For the unconditional scenario, you can also control the generated sample to possess certain attribute features. The main difference between unconditional and conditional is the source of depature latent encodings. The following command generates images with binary attribute given the same boundaries as in previous case.

python main.py --unconditional --config celeba.yml --exp ./runs/unconditional --n_inv_step 200

6.3 Text-conditioned semantic control

For text-conditioned semantic control, you will need to first generate some synthetic images using other existing text-to-image models, and then repeat the boundary search and mixing trajectory process above.

7. Citation

If you find our work interesting and useful, please consider citing it.

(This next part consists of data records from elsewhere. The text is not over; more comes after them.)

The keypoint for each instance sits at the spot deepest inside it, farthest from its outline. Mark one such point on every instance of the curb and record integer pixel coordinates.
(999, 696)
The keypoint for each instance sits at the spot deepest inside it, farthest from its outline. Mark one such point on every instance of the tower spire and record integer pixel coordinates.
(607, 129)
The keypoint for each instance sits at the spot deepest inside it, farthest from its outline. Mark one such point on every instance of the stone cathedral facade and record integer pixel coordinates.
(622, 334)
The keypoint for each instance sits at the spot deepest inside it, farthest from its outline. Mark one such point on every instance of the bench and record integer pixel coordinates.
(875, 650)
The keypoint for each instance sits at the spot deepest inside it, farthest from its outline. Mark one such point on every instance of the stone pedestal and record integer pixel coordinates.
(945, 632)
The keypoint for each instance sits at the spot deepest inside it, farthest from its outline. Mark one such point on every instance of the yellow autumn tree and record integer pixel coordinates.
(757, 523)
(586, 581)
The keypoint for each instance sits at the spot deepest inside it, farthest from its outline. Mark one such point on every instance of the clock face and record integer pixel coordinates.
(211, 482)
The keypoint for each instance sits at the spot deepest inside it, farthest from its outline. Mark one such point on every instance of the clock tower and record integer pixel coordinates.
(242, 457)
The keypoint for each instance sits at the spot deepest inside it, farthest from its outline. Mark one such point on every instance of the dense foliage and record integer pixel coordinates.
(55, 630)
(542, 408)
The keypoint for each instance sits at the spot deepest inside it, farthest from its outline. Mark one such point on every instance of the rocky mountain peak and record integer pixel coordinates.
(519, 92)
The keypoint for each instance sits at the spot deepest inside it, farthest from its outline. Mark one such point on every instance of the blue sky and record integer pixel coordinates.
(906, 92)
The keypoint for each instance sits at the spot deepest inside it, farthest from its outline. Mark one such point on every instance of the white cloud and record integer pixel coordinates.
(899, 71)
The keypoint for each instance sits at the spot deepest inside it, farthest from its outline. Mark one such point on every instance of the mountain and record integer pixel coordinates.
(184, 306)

@inproceedings{zhu2023boundary,
  title={Boundary Guided Learning-Free Semantic Control with Diffusion Models},
  author={Zhu, Ye and Wu, Yu and Deng, Zhiwei and Russakovsky, Olga and Yan, Yan},
  booktitle={Conference on Neural Information Processing Systems (NeurIPS)},
  year={2023}
}

8. Acknowledgement

We would like to thank the authors of previous related projects for generously sharing their code, especially the DiffusionCLIP, from which our code is adapted. I would like also personally thank my math professor Alain CHILLÈS for insightful discussions on the theoretical analysis.

References

[1] Kwon, Mingi, Jaeseok Jeong, and Youngjung Uh. “Diffusion models already have a semantic latent space.” In ICLR 2023.

[2] Kim, Gwanghyun, Taesung Kwon, and Jong Chul Ye. “Diffusionclip: Text-guided diffusion models for robust image manipulation.” In CVPR. 2022.

[3] Preechakul, Konpat, Nattanat Chatthee, Suttisak Wizadwongsa, and Supasorn Suwajanakorn. “Diffusion autoencoders: Toward a meaningful and decodable representation.” In CVPR. 2022.

[4] Song, Jiaming, Chenlin Meng, and Stefano Ermon. “Denoising diffusion implicit models.” In ICLR 2021.

[5] Ho, Jonathan, Ajay Jain, and Pieter Abbeel. “Denoising diffusion probabilistic models.” In NeurIPs 2020.

[6] Nichol, Alexander Quinn, and Prafulla Dhariwal. “Improved denoising diffusion probabilistic models.” In ICML, 2021.